Há duas semanas, advice homens e mulheres de jalecos e calças brancas e verdes são vistos pelas salas e corredores do prédio que passou meses com as portas fechadas. São os médicos, buy enfermeiros, auxiliares de enfermagem e outros funcionários do Hospital Regional de Santa Maria, que ontem completou 15 dias de funcionamento.
Nessas duas semanas, também cresceu à procura pelo estabelecimento hospitalar, aliviando assim a pressão sobre o Hospital Regional do Gama. Em 15 dias, o ambulatório do novo hospital já atendeu mais de 1.500 pessoas, em sua maioria moradores de Santa Maria.
“O hospital está no caminho certo e nesses 15 dias já venceu um enfrentamento com os interesses políticos de partidos que não estão preocupados com o bem-estar da população da cidade”, alfinetou o secretário de Saúde, Augusto Carvalho.

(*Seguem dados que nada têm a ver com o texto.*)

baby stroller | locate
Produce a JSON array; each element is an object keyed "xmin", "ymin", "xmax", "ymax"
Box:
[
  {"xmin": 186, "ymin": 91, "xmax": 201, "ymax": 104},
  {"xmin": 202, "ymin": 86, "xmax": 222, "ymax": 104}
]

O superintendente executivo da Real Sociedade Espanhola, Ailton Ribeiro, que administra o hospital por meio de concessão do Governo do DF (GDF), também faz um balanço positivo dos primeiros dias de funcionamento. “Desde a inauguração, o número de consultas diárias tem sido crescente, como esperávamos”, disse Ribeiro. “No primeiro dia, fizemos 140 atendimentos e para hoje (ontem) já estão marcadas 385 consultas.” Em breve, projeta, devem ser feitos, em média, 600 atendimentos/dia.
Meta
Ao todo, o Hospital Regional de Santa Maria já realizou 1.576 atendimentos. A meta é que 15 mil pessoas passem pelo ambulatório do estabelecimento todos os meses. Para acelerar o aumento do número, o hospital vai contratar imediatamente mais 12 médicos de nove especialidades e chamar outros 300 após a realização de concurso ainda este mês.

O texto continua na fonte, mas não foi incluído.